The Daily Telegraph reported that former FIFA Vice President Jack Warner was personally paid $1.2 million from a company run by a former FIFA official from Qatar mere weeks after the governing body's executive committee voted to stage the world's most prestigious soccer tournament in the Arab state in December 2010.
In addition, the paper reported that Warner's son was paid $750,000 and one of his employees was paid $400,000. The payments have reportedly drawn the attention of the FBI, who is investigating Warner's links to Qatar's bid to host the tournament with the help of Warner's son, who lives in Miami. Warner himself is from Trinidad and is based there. The FBI's investigation is believed to focus on bank accounts in the U.S. and the Cayman Islands held by Warner.
Warner stepped down from his position at FIFA in 2011 after serving as the organization's vice president for 14 years.
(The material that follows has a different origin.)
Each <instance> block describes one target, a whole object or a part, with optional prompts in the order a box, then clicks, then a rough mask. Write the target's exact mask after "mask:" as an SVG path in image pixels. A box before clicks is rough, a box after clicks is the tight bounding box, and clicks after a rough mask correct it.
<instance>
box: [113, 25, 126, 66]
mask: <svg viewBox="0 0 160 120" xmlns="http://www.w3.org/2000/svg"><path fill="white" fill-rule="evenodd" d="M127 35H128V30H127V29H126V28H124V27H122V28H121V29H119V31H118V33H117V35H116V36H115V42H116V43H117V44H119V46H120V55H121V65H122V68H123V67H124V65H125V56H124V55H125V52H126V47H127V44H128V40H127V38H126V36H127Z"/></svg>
At the time of his decision, he was accused of facilitating bribes for members of the Caribbean soccer associations on behalf of the Qatari FIFA official, Mohammad bin Hammam, who was running to become FIFA's president.
The decision to award hosting rights to Qatar over bids from Australia, Japan, South Korea, and the United States is generally regarded as one of the most shocking in the organization's history. Despite the fact that the World Cup is traditionally held in June and July, FIFA has raised the possibility of holding the tournament in the winter for the first time in its history due to the desert nation's oppressive heat.
In addition, Qatar has come under scrutiny for the treatment of migrant workers hired to build the stadiums for the tournament. Last month, a German newspaper reported that FIFA was considering moving the World Cup to another location, but a decision would not be made until later this year or early next year.